The second game carries over to the first game of 2016, meaning EMCC can only field a team of freshmen coached by the head coach. All other coaches and returning players are suspended for the game against Northeast Mississippi Community College.
Stephens, who said he was involved in a fight with Mississippi Delta as a player back in 1987, was also suspended for two games in 2015 for an incident with an official that’s chronicled in season one.
“The referee is one that probably one that sticks out that I’ve never had to deal with anything like that before,” Stephens said. “I hope it never happens again — I’ll never let it happen again.”

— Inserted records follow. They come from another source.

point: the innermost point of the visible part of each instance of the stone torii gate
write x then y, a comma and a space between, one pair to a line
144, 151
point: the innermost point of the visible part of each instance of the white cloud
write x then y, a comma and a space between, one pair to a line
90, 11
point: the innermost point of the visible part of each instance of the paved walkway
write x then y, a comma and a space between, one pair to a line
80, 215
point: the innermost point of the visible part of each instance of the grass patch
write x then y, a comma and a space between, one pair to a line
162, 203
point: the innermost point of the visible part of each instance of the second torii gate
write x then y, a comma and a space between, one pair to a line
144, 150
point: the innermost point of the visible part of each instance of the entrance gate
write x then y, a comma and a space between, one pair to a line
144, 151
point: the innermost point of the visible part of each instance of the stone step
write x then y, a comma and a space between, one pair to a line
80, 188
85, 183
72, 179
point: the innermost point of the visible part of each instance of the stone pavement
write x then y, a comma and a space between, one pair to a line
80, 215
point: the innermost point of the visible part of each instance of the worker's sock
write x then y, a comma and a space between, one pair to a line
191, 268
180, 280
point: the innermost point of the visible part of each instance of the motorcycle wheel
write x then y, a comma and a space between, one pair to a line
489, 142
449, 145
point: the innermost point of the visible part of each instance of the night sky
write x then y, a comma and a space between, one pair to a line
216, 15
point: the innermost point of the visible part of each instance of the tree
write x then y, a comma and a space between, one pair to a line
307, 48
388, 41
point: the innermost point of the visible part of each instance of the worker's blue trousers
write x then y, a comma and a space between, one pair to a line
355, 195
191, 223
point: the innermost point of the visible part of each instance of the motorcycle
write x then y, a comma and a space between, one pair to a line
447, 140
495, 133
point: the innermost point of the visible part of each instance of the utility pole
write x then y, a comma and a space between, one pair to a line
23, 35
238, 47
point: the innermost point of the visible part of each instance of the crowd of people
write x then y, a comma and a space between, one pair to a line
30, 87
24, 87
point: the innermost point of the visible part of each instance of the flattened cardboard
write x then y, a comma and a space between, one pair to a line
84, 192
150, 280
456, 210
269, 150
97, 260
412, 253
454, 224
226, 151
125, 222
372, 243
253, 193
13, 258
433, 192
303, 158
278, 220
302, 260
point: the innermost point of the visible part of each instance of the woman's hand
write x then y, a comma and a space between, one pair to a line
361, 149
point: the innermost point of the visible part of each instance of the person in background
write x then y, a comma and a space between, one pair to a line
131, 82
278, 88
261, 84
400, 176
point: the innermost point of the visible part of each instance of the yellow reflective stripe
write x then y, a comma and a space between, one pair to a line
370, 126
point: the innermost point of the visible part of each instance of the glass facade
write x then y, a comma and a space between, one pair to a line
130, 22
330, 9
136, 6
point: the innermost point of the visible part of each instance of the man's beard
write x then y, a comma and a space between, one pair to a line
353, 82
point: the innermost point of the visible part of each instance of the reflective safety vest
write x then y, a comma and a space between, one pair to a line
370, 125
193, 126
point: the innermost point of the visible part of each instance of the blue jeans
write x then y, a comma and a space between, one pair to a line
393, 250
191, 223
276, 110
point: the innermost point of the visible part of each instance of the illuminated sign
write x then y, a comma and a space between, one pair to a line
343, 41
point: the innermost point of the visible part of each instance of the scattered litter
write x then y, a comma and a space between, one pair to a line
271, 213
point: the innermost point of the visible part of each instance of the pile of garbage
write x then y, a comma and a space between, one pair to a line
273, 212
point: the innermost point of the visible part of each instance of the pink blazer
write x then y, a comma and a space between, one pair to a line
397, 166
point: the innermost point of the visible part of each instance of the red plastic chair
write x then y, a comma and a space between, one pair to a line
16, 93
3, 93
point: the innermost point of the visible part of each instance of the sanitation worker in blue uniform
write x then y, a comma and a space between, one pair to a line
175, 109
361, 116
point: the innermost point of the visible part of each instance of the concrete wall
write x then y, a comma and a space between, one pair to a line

Whiteley also said the second season will try to continue to focus on other main participants of season one like Law (UAB) and Ollie (Nicholls State), who have moved on to four-year schools. Quarterbacks Wyatt Roberts (Mississippi State) and John Franklin III (Auburn) will also be featured.
One of the players attempting to replace Franklin and Roberts is former Florida State quarterback De’Andre Johnson, who was dismissed from FSU in 2015 after punching a woman at a bar. Johnson signed with EMCC in the fall of 2015 but didn’t participate in any football activities while focusing on counseling and classwork.
Bringing a player in like Johnson (and potentially getting him ready to start a football game in a few weeks time) isn’t anything new for Stephens or many other junior college coaches. And while a documentary series can be a powerful recruiting tool for an already-stacked junior college powerhouse, the coach wants “Last Chance U” to be a window into all junior colleges and not just his.
“I hope that other institutions, other community colleges will use that to show people it’s not about football always, it’s getting about that diploma. It’s about doing things right off the field. It was an eye opening experience.